Don’t get me wrong, I LOVE my small-town life.
I love that I’ve only been here six months and everywhere I go, I see at least five people I know.
When I lived near Birmingham (where I had been since 4th grade), I rarely ran into anyone I knew. I can’t imagine starting over somewhere like that by myself. Jen, you’re my hero. For years, I thought I’d love living in New York, but now I realize how alone I’d feel. I’m most definitely a “people person.” Running into familiar faces has helped me adjust to my new town so much quicker than I ever imagined.
I love that the people here have welcomed me so warmly and gone out of their way to make me feel at home.
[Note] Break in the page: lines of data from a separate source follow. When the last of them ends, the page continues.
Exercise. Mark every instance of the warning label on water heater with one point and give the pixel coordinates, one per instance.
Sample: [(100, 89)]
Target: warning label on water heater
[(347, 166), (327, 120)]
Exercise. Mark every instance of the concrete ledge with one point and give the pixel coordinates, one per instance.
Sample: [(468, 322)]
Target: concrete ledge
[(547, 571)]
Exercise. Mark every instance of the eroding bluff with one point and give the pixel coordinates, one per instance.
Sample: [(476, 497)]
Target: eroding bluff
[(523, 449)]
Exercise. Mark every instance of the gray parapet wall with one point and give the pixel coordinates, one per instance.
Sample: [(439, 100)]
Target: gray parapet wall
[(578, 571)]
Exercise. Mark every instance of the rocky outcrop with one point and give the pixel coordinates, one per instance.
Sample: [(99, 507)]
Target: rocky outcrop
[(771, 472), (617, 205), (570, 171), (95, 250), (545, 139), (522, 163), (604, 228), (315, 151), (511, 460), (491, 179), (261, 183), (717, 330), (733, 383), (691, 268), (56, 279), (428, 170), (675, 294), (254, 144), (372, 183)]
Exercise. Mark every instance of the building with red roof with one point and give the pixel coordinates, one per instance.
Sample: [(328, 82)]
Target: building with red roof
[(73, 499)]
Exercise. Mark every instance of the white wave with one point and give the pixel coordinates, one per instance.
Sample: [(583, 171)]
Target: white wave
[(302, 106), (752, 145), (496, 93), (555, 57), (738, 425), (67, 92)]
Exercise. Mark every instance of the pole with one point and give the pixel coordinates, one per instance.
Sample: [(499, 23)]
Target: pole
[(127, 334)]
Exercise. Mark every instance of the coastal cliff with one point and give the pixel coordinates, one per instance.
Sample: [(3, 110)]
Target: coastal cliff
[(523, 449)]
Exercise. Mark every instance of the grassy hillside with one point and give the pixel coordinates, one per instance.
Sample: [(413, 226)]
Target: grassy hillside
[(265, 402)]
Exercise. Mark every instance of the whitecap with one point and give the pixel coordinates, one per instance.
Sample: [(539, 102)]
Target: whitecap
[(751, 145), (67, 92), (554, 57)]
I was shocked this summer when Scott’s parents let me stay in their camper at the lake. They had only met me once, but when they heard I’d be in town for an internship and couldn’t find anywhere to rent for two months, they happily offered up their weekend retreat for me and Toby. Not only would they not let me pay them, they regularly called to make sure I was doing okay. Their kindness was just the beginning of what I’ve felt ever since.
I love that from home to work, and back again is three miles round-trip (six if I go home for lunch!)
I can drive FOREVER on a tank of gas. Also, as I am perpetually running late for everything, it’s amazing that I can pull out of my driveway at 7:28 and still make it to work on time. Couldn’t do that in the city!
I love that when I moved into my house, my neighbor welcomed me to the street by bringing over four jars of fruit preserves.
This is not a joke! My very first afternoon in my house, the doorbell rang. My neighbor, who is in her sixties, was standing in my driveway with an armful of brightly colored jars.
Side note on why she was in the driveway by the time I got to the door: I live in an old house with the chime-type doorbell. The chimes hang in the hallway and when the doorbell rings, they clang together (VERY LOUDLY) and usually scare me to death. Well, when I moved in, I didn’t realize there were different rings for each door. One chime for the side door, and two for the front door. So that afternoon, when the doorbell chimed once, I went to the front door and got thoroughly freaked out when I opened it and no one was there. I began to wonder if my house was haunted. While I was standing there at the door, the chimes rang again, which only heightened my sense of paranoia. I had just about decided to quit unpacking and move somewhere else when it dawned on me (genius) that there was another door. So, I ran through the house, opened the side door, and low and behold…no one was there. Key panic. I walked into the carport, and only then did I see my sweet, sweet neighbor, standing there looking startled with her arms full of jarred fruit.
I love that I don’t have to sit in traffic — EVER.
I never thought much about it until I didn’t have to do it anymore. Now, when I visit Mama, I get a strange “road rage” at having to drive around so many other people. They cut you off, slam on brakes, ride your bumper…It’s so frustrating!
Overall, there are many, many things that make small-town life wonderful.
HOWEVER, this weekend I’m going up to Alabaster for the weekend and I could not be more excited. Sometimes, I miss having a theater that shows more than three movies, a bookstore that’s not located inside Wal-Mart and a coffee shop that stays open later than 5:00. (Again, not joking. What are you supposed to do when you get a late night need for caffeine?)
Every place has its pros and cons, and at the end of the day, the pros win out down here in the deep, deep South. But every now and then, it’s nice to escape to a busier place for a few days. Even if it does just make you thankful for your quiet, small-town life when you get back home.